Issue 20420: BufferedIncrementalEncoder violates IncrementalEncoder interface (original) (raw)

I dug up an ancient email about that subject:

However, I've discovered that BufferedIncrementalEncoder.getstate() doesn't match the specification (i.e. it returns the buffer, not an int). However this class is unused (and probably useless, because it doesn't make sense to delay encoding the input). The simplest solution would be to simply drop the class.

Sounds like a plan; go right ahead!

Oops, there is one codec that uses it: The idna encoder. It buffers the input until a '.' is encountered (or encode() is called with final==True) and then encodes this part.

Either the idna encoder encodes the unencoded input as a int, or we drop the specification that encoder.getstate() must return an int, or we change it to mirror the decoder specification (i.e. return a (buffered_input, additional_state_info) tuple.

(A more radical solution would be to completely drop the incremental codecs for idna).

Maybe we should wait and see how the implementation of writing turns out?

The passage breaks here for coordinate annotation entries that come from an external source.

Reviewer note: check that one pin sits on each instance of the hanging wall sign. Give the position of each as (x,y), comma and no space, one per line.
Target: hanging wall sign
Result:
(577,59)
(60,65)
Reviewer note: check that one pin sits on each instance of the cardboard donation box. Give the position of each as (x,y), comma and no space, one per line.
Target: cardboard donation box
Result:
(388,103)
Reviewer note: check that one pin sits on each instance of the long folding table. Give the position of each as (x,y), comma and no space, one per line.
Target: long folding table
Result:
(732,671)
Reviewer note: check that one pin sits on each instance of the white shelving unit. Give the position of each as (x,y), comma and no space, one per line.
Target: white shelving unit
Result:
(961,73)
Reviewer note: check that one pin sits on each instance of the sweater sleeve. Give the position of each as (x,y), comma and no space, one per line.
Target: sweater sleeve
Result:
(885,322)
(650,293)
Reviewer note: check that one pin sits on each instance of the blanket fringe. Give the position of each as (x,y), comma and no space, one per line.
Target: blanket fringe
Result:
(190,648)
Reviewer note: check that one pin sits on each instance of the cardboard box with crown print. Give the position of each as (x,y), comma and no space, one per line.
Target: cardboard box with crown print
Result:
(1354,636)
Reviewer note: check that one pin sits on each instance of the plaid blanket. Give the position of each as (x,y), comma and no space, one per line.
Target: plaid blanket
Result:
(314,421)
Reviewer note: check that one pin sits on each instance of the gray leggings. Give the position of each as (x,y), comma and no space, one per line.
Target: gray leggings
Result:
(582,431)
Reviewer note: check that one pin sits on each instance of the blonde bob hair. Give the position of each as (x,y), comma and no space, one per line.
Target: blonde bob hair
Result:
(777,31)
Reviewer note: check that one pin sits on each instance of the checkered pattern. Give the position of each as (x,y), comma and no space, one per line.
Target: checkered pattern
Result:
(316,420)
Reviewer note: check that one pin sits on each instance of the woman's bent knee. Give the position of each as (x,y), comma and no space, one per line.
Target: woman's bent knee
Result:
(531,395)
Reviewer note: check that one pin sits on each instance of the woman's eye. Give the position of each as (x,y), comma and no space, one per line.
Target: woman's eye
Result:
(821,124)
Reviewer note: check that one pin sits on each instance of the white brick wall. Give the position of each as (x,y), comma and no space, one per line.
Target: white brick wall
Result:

And indeed the incremental encoder for idna behaves strange:

import io b = io.BytesIO() s = io.TextIOWrapper(b, 'idna') s.write('x') 1 s.tell() 0 b.getvalue() b'' s.write('.') 1 s.tell() 2 b.getvalue() b'x.' b = io.BytesIO() s = io.TextIOWrapper(b, 'idna') s.write('x') 1 s.seek(s.tell()) 0 s.write('.') Traceback (most recent call last): File "", line 1, in File "/Users/walter/.local/lib/python3.3/codecs.py", line 218, in encode (result, consumed) = self._buffer_encode(data, self.errors, final) File "/Users/walter/.local/lib/python3.3/encodings/idna.py", line 246, in _buffer_encode result.extend(ToASCII(label)) File "/Users/walter/.local/lib/python3.3/encodings/idna.py", line 73, in ToASCII raise UnicodeError("label empty or too long") UnicodeError: label empty or too long

The cleanest solution might probably by to switch to a (buffered_input, additional_state_info) state.

However I don't know what changes this would require in the seek/tell imlementations.